In New York he’ll be conducting the Fourth Symphony of Mahler, a composer about whom, as he says, “the Philharmonic will have very clear ideas.”

“So there’s no point, practically or musically, in someone like me coming in for a couple of concerts and trying to change that,” he said.

But he too has ideas about Mahler. It’s his signature repertory. How does he accommodate conflicting views?

“It isn’t difficult,” he said. “Finding common ground in Mozart is harder, because there everyone has their own way and is absolutely sure they’re right. But the closer music gets to our own time, opposing positions become less extreme. I’ve done Mahler with orchestras like the Vienna Philharmonic and Concertgebouw, that have very distinct Mahler traditions, but they’re all linked somewhere to a common source.”

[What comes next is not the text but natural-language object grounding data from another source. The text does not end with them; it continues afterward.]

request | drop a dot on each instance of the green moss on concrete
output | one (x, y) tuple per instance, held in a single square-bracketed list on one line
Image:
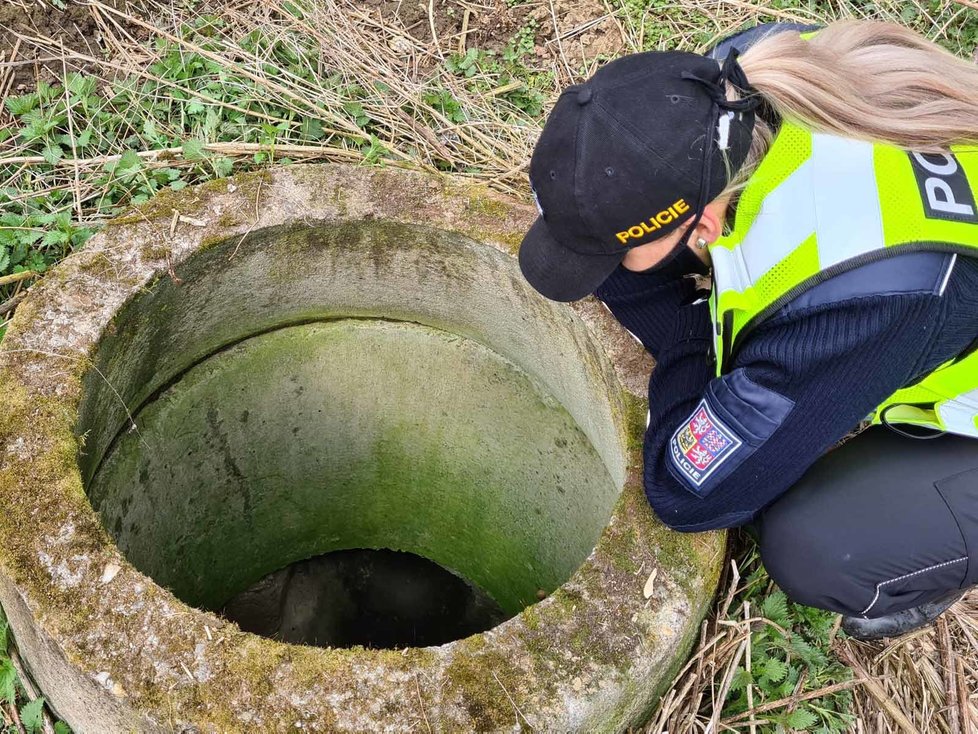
[(479, 678)]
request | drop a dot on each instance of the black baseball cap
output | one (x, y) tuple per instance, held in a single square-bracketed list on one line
[(627, 157)]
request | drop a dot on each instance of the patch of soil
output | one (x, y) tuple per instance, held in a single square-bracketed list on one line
[(571, 33), (75, 26)]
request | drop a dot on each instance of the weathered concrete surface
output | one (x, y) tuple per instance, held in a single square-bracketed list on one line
[(114, 651), (354, 434)]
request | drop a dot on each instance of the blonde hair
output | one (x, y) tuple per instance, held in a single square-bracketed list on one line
[(863, 79)]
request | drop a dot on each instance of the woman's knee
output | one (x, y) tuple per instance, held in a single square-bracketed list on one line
[(811, 564)]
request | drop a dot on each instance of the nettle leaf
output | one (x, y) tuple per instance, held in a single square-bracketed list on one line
[(52, 153), (809, 655), (222, 166), (312, 129), (801, 719), (775, 607), (32, 715), (129, 163), (54, 237)]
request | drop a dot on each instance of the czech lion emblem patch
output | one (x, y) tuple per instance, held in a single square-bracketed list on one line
[(701, 444)]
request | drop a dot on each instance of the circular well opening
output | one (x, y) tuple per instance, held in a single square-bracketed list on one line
[(363, 433)]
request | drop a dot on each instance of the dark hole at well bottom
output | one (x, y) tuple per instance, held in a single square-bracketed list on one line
[(374, 598)]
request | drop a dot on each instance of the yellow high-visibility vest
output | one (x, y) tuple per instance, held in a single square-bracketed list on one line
[(819, 205)]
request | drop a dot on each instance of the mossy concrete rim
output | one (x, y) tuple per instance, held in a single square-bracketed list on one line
[(115, 652)]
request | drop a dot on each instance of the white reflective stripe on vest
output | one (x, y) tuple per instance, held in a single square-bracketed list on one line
[(958, 414), (849, 221), (833, 195)]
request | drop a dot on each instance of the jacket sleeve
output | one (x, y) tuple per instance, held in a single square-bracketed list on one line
[(719, 449), (646, 302)]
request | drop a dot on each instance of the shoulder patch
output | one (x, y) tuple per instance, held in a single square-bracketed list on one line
[(701, 444)]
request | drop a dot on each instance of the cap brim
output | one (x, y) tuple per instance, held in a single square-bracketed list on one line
[(559, 273)]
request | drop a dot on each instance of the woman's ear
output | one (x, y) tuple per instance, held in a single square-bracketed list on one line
[(710, 226)]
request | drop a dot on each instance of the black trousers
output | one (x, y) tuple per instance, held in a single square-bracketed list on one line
[(882, 524)]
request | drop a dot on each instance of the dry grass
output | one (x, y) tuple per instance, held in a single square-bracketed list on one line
[(923, 682), (926, 682)]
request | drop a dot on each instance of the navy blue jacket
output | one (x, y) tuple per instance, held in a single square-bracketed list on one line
[(802, 380)]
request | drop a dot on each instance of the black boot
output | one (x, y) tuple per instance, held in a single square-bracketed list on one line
[(899, 623)]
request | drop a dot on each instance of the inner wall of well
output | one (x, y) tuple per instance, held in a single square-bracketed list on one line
[(362, 385)]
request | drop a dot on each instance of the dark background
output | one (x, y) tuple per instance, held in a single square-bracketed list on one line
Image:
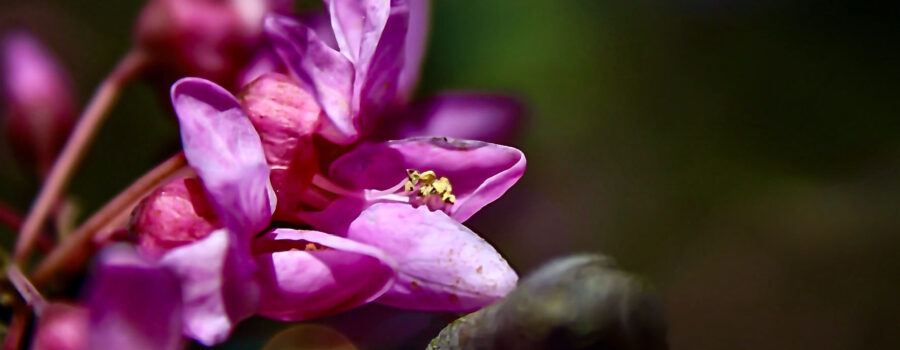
[(743, 156)]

However Mr. Harding fares in his Philharmonic debut, he has one sure friend in New York. Clive Gillinson, before he took over Carnegie Hall, was managing director of the London Symphony Orchestra. It was Mr. Gillinson who, in 2006, made Mr. Harding principal guest conductor of that orchestra. And there was wide, if wild, speculation at the time that he was perhaps being groomed for the job of music director when Colin Davis retired.

That didn’t happen. Instead, Valery Gergiev took over in 2007, and he isn’t likely to be moving on in the near future. So to the slight surprise of many, Mr. Harding now hits middle age without an A-list orchestra of his own.

When I put this point to him, he diplomatically replied that I should take a plane and hear his Swedish Radio Symphony, which gives, he says, A-list performances all the time. But the fact remains that, by general reckoning, the Swedes, however good, are not top rank. It would hardly be surprising if he were looking around.

He is probably not looking hard in Britain, his career having been firmly based on mainland Europe. But he admits that there have been offers, all of them turned down.

“Although the Swedish R.S.O. has been the best thing that’s happened to me apart from Simon Rattle, it won’t be forever,” he said. “And when the time comes, the next move will probably be the really important one, when I settle and deliver the core part of my work, as you do in your middle years.

“But that’s not a move you make on a whim. You have to get that one right, don’t you?”